读取csv文件时的混合类型.原因,解决方法和后果 [英] Mixed types when reading csv files. Causes, fixes and consequences

查看:226
本文介绍了读取csv文件时的混合类型.原因,解决方法和后果的处理方法,对大家解决问题具有一定的参考价值,需要的朋友们下面随着小编来一起学习吧!

问题描述

当熊猫发出此警告时会发生什么?我应该担心吗?

What exactly happens when Pandas issues this warning? Should I worry about it?

In [1]: read_csv(path_to_my_file)
/Users/josh/anaconda/envs/py3k/lib/python3.3/site-packages/pandas/io/parsers.py:1139: 
DtypeWarning: Columns (4,13,29,51,56,57,58,63,87,96) have mixed types.
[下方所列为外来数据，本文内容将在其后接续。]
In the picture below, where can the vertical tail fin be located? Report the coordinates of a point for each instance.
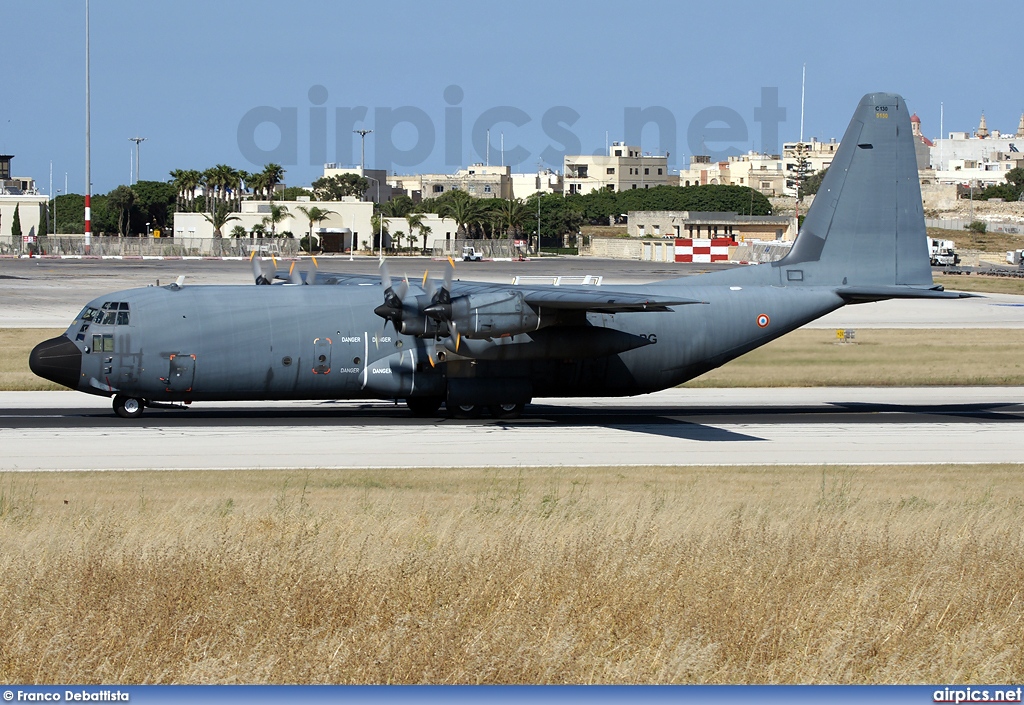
(866, 225)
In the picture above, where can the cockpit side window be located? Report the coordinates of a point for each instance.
(110, 314)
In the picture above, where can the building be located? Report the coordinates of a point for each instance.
(693, 224)
(440, 231)
(349, 218)
(625, 167)
(380, 189)
(544, 181)
(19, 194)
(479, 180)
(980, 159)
(759, 171)
(815, 155)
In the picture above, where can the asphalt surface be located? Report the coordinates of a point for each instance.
(827, 426)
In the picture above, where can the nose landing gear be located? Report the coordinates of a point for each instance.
(128, 407)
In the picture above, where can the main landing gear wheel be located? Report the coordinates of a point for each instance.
(506, 410)
(128, 407)
(464, 411)
(423, 406)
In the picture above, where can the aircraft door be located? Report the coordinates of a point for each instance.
(322, 356)
(181, 373)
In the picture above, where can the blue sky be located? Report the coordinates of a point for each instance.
(201, 80)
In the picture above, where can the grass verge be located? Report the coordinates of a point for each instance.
(879, 358)
(895, 575)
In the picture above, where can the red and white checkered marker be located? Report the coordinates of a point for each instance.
(704, 249)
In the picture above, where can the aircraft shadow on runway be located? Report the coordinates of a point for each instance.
(694, 423)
Specify dtype option on import or set low_memory=False.              

  data = self._reader.read(nrows)

我认为这意味着Pandas无法从这些列上的值推断类型.但是,如果是这种情况,熊猫最终将使用那些类型的那些列?

I assume that this means that Pandas is unable to infer the type from values on those columns. But if that is the case, what type does Pandas end up using for those columns?

此外,事实之后是否总是可以恢复类型? (在收到警告后),或者在某些情况下我可能无法正确恢复原始信息,我应该预先指定类型吗?

Also, can the type always be recovered after the fact? (after getting the warning), or are there cases where I may not be able to recover the original info correctly, and I should pre-specify the type?

最后,low_memory=False如何解决该问题?

Finally, how exactly does low_memory=False fix the problem?

推荐答案

重新访问mbatchkarov的链接,low_memory已记录:

Revisiting mbatchkarov's link, low_memory is not deprecated. It is now documented:

low_memory :布尔值,默认为True

内部对文件进行分块处理,从而降低了内存使用量,而 解析,但可能是混合类型推断.确保没有 混合类型要么设置为False,要么使用 dtype 指定类型 范围.请注意,整个文件都被读取到单个DataFrame中 无论如何,请使用 chunksize iterator 参数返回数据 大块地. (仅对C解析器有效)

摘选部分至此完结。